Histopathology of the Conduction System in Long QT Syndrome
Published in Fetal and Pediatric Pathology, 2022
Alexandra Rogers, Rachel Taylor, Janet Poulik, Bahig M. Shehata
The examination of the conduction system follows a specific protocol at our institution. Following IRB approval for this study, we used this standard procedure to examine section(s) from the SA node, AV node, and internodal tracts from the superior aspect to inferior aspect. We evaluated the bundle of His and Purkinje fibers from routine sections obtained from the right and left ventricles. All sections were stained with H&E and Masson Trichrome. The matched controls with comparable age, sex, and ethnic background who died of extracardiac causes were evaluated using the same methods. Depending on the size of a heart, between one to two blocks of the SA node can normally be evaluated. Here, we were able to section one block of the SA node which contained two to three fragments of tissue. Two blocks from the AV node containing three to four pieces of tissue were also evaluated.
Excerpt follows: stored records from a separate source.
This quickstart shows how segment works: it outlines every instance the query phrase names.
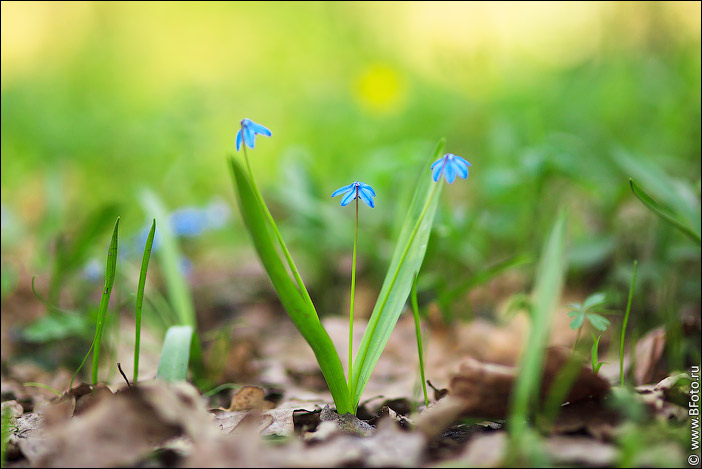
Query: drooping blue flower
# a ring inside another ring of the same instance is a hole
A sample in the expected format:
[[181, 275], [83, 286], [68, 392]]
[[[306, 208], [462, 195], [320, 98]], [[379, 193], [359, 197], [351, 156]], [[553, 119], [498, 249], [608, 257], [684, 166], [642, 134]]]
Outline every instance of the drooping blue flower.
[[341, 206], [345, 206], [351, 203], [352, 200], [360, 198], [366, 203], [370, 208], [375, 207], [373, 203], [373, 197], [375, 197], [375, 191], [371, 186], [364, 182], [352, 182], [348, 186], [340, 187], [334, 191], [332, 197], [344, 194], [341, 198]]
[[432, 177], [434, 181], [438, 181], [441, 173], [443, 173], [446, 182], [451, 184], [456, 180], [456, 175], [463, 179], [468, 177], [468, 166], [470, 166], [470, 163], [464, 158], [453, 153], [446, 153], [431, 165]]
[[271, 131], [261, 124], [257, 124], [251, 119], [243, 119], [241, 121], [241, 128], [236, 133], [236, 151], [239, 151], [241, 148], [242, 137], [244, 143], [247, 144], [249, 148], [253, 148], [256, 134], [265, 135], [266, 137], [270, 137], [272, 135]]

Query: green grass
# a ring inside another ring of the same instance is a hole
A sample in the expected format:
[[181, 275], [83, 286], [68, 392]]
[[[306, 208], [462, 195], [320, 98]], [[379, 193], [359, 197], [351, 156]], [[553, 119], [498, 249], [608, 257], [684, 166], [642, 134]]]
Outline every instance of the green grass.
[[622, 334], [619, 339], [619, 384], [624, 386], [624, 339], [626, 338], [626, 326], [629, 324], [629, 313], [631, 312], [631, 300], [634, 298], [634, 287], [636, 286], [636, 271], [639, 261], [634, 261], [634, 273], [631, 276], [631, 285], [629, 285], [629, 299], [626, 301], [626, 311], [624, 312], [624, 320], [622, 321]]
[[146, 271], [149, 268], [149, 259], [151, 259], [151, 248], [154, 244], [154, 233], [156, 232], [156, 219], [151, 223], [151, 229], [146, 238], [144, 245], [144, 255], [141, 260], [141, 270], [139, 271], [139, 286], [137, 287], [137, 298], [135, 308], [135, 329], [134, 329], [134, 377], [132, 383], [136, 384], [139, 380], [139, 353], [141, 346], [141, 313], [144, 305], [144, 287], [146, 286]]
[[102, 345], [102, 332], [105, 327], [105, 318], [107, 316], [107, 307], [110, 303], [110, 295], [112, 287], [115, 283], [115, 271], [117, 270], [117, 233], [119, 230], [119, 217], [115, 222], [115, 228], [112, 231], [112, 241], [107, 251], [107, 264], [105, 267], [105, 286], [102, 289], [102, 297], [100, 298], [100, 307], [98, 309], [97, 324], [95, 326], [95, 339], [93, 340], [93, 385], [98, 383], [98, 371], [100, 366], [100, 346]]
[[544, 242], [532, 293], [531, 328], [519, 362], [511, 398], [510, 454], [517, 457], [527, 438], [527, 418], [538, 408], [537, 399], [552, 317], [561, 296], [565, 273], [567, 215], [561, 210]]
[[185, 381], [188, 377], [190, 349], [195, 340], [191, 326], [171, 326], [161, 348], [156, 377], [165, 381]]

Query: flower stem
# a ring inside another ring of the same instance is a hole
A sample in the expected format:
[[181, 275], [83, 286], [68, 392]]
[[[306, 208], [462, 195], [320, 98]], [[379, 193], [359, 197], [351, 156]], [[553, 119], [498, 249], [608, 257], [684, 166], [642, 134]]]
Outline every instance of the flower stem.
[[356, 245], [358, 244], [358, 187], [356, 187], [356, 226], [353, 231], [353, 261], [351, 266], [351, 308], [349, 312], [349, 386], [353, 371], [353, 299], [356, 293]]
[[[243, 137], [243, 132], [244, 132], [244, 126], [242, 125], [241, 127], [241, 132], [242, 132], [242, 137]], [[249, 170], [249, 179], [251, 179], [251, 185], [253, 186], [254, 193], [256, 194], [256, 199], [258, 200], [258, 204], [263, 210], [263, 212], [266, 214], [266, 217], [268, 218], [268, 221], [271, 224], [271, 227], [273, 228], [273, 232], [275, 233], [275, 237], [278, 240], [278, 244], [280, 244], [280, 248], [283, 250], [283, 254], [285, 255], [285, 259], [288, 261], [288, 265], [290, 266], [290, 270], [292, 271], [293, 276], [295, 277], [295, 281], [297, 282], [298, 288], [300, 289], [300, 294], [303, 296], [305, 301], [312, 305], [312, 298], [310, 298], [310, 294], [307, 292], [307, 288], [305, 288], [305, 283], [302, 281], [302, 278], [300, 277], [300, 273], [297, 270], [297, 266], [295, 265], [295, 262], [292, 260], [292, 257], [290, 256], [290, 252], [288, 251], [288, 248], [285, 246], [285, 242], [283, 241], [283, 237], [280, 234], [280, 231], [278, 231], [278, 227], [275, 224], [275, 220], [273, 220], [273, 215], [271, 215], [271, 212], [268, 210], [268, 206], [263, 200], [263, 195], [261, 195], [261, 191], [258, 189], [258, 185], [256, 184], [256, 180], [253, 177], [253, 171], [251, 170], [251, 165], [249, 164], [249, 155], [246, 152], [246, 142], [242, 141], [242, 147], [244, 148], [244, 159], [246, 160], [246, 168]]]
[[580, 341], [580, 333], [583, 331], [583, 326], [585, 325], [585, 321], [580, 325], [578, 328], [578, 335], [575, 337], [575, 342], [573, 342], [573, 352], [575, 353], [575, 347], [578, 345], [578, 342]]
[[[442, 171], [443, 171], [443, 169], [442, 169]], [[441, 178], [441, 176], [439, 176], [439, 179], [440, 178]], [[405, 245], [405, 249], [402, 251], [402, 255], [400, 256], [400, 261], [398, 262], [397, 265], [402, 265], [405, 262], [405, 258], [407, 257], [407, 253], [409, 252], [409, 248], [412, 245], [412, 243], [414, 242], [415, 236], [417, 236], [417, 232], [419, 231], [419, 227], [422, 225], [422, 221], [424, 220], [424, 217], [426, 216], [427, 212], [429, 211], [429, 206], [431, 206], [431, 203], [434, 200], [434, 196], [438, 192], [439, 184], [440, 183], [434, 184], [434, 187], [431, 190], [431, 194], [429, 194], [427, 201], [424, 203], [424, 207], [422, 208], [422, 213], [419, 214], [419, 218], [417, 219], [417, 223], [415, 223], [414, 228], [412, 229], [412, 233], [410, 233], [407, 244]], [[392, 277], [392, 280], [390, 281], [390, 285], [388, 286], [387, 291], [391, 291], [392, 288], [395, 286], [395, 282], [397, 281], [398, 273], [399, 273], [399, 270], [396, 270], [395, 274]], [[385, 308], [385, 304], [387, 302], [388, 302], [388, 295], [385, 295], [385, 297], [383, 298], [383, 302], [380, 305], [379, 311], [383, 311], [383, 309]], [[375, 334], [375, 328], [378, 326], [377, 318], [373, 322], [373, 324], [369, 325], [369, 326], [371, 327], [370, 337], [373, 337], [373, 335]], [[366, 347], [364, 348], [364, 350], [359, 350], [359, 354], [362, 354], [361, 356], [365, 356], [368, 353], [369, 344], [370, 344], [370, 341], [366, 342]], [[359, 370], [359, 374], [360, 374], [360, 370]], [[353, 383], [351, 383], [349, 385], [349, 387], [351, 388], [351, 397], [352, 398], [354, 398], [354, 396], [356, 395], [357, 386], [358, 386], [358, 382], [355, 380], [353, 381]], [[358, 408], [358, 402], [354, 402], [354, 408], [353, 408], [354, 414], [356, 413], [357, 408]]]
The thickness and amount of fibrosis of the conduction system fibers from the LQTS patients were compared to controls. Fibrosis was quantified by pathologist visualization of increased Trichrome distribution in the three LQTS patients compared to controls. Comparison of fiber size (atrophy) was performed with an eyepiece containing a microscale. Four measurements were taken from each photographed section of cardiac tissue. The number four was selected due to limitation of the amount of cardiac fibers in the internodal tracts. One-sided student’s t-tests were performed to determine statistical significance of fiber size in our LQTS patients against control patients. With degrees of freedom = 3, statistical significance with a p-value of 0.05 is proven with a t-test value less (more negative) than −3.182.